Le dernier de ces indices a été fourni hier par des experts du ministère fédéral de l'Environnement: un fort coup de vent aurait traversé la piste au moment où l'avion atterrissait en plein orage. «Il semble qu'une bourrasque de vent à 60 km/h ait traversé la piste 24L à peu près au moment où l'avion atterrissait», a déclaré un porte-parole, Robert Lefebvre, après une analyse détaillée des données radar enregistrées au moment de l'atterrissage. «Quel a pu être l'impact sur la manoeuvre d'atterrissage, ce sera au BST de le déterminer», a-t-il ajouté.
Le BST a déjà établi que tous les systèmes de l'avion fonctionnaient normalement au moment de l'accident. Mais l'avion était déjà trop avancé sur la piste lorsqu'il s'est posé, de sorte que, compte tenu du mauvais temps, il n'a pu s'immobiliser avant d'atteindre le ravin.

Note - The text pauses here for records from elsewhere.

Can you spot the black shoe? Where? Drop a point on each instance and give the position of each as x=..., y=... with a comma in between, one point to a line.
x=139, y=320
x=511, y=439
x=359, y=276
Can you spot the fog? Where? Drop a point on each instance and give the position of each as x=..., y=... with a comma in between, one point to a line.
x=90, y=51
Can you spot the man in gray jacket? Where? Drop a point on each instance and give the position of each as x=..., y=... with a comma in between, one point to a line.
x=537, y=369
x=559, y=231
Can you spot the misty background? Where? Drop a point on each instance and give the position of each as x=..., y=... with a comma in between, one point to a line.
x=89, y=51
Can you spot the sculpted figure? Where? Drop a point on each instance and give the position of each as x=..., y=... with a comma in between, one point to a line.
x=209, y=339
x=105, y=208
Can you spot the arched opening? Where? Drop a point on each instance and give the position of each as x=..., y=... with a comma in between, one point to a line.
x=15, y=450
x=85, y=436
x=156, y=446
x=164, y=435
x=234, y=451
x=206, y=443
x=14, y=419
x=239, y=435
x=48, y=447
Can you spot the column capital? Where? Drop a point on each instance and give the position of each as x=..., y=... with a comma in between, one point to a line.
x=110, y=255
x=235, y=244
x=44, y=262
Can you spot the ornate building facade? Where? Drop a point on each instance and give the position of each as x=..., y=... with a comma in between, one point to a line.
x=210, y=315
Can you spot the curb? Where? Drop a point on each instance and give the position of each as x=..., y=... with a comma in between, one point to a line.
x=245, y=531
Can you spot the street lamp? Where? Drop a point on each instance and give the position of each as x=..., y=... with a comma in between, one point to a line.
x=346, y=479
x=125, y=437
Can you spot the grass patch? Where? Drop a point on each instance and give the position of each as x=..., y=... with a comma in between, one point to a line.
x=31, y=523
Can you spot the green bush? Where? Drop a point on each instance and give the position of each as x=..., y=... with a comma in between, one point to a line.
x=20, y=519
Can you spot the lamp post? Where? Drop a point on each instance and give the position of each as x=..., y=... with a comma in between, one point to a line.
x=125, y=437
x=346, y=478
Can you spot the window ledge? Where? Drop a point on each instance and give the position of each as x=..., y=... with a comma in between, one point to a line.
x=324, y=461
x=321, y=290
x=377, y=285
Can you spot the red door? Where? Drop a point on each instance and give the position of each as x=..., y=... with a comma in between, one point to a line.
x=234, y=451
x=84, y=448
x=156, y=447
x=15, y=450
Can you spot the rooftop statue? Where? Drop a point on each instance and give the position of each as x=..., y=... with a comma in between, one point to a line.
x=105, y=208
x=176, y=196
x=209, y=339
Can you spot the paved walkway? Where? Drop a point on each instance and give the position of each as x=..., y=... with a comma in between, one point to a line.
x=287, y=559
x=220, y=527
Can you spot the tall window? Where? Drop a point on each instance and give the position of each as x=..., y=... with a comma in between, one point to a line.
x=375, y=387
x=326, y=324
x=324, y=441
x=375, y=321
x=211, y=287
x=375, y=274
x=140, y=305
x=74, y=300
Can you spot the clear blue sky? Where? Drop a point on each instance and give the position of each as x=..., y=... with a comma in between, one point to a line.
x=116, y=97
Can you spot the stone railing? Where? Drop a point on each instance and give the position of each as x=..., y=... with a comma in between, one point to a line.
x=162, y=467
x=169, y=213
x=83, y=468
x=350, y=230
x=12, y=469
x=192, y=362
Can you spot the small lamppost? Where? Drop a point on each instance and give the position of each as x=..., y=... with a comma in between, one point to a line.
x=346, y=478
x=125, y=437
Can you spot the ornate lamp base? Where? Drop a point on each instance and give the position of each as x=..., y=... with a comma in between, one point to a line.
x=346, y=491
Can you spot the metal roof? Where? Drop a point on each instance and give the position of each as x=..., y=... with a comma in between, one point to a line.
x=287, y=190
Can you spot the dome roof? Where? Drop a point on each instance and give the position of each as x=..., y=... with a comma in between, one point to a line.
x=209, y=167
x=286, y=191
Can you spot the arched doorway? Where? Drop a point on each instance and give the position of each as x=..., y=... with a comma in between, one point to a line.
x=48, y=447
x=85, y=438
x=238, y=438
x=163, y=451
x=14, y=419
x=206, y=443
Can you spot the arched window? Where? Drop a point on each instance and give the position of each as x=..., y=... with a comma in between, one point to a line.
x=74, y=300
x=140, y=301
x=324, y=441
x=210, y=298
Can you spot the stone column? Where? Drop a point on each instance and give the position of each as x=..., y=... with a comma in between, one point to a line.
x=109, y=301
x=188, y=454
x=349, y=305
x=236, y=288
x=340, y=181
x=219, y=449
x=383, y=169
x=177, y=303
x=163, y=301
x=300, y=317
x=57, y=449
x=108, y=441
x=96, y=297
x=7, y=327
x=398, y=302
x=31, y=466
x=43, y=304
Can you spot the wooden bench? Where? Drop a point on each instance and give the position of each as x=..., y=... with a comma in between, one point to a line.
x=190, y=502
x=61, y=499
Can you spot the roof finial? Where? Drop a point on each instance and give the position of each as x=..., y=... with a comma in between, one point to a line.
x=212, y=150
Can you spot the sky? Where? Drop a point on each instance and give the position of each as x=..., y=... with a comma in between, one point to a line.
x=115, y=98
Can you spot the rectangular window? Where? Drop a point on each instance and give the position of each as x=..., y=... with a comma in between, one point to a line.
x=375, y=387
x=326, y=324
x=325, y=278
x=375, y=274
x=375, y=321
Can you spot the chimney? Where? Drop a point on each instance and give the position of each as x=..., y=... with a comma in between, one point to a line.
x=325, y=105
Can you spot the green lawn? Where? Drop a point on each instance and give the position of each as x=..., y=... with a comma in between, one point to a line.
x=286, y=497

Hier, les inspecteurs du BST s'affairaient à récupérer plusieurs débris de l'appareil susceptibles de les aider dans leur enquête. Le reste de la carcasse était chargé sur des camions pour être livré à la compagnie qui assure le transporteur Air France.
Un recours collectif de 75 millions de dollars a été intenté contre Air France, les autorités aéroportuaires de Toronto et la société Nav Canada. Air France a indiqué qu'elle allait indemniser les passagers, mais plusieurs se sont dits insatisfaits des montants déjà offerts. La compagnie a toutefois fait savoir hier que les compensations offertes jusqu'à présent devaient servir à couvrir les dépenses immédiates et ne représentaient pas une offre finale.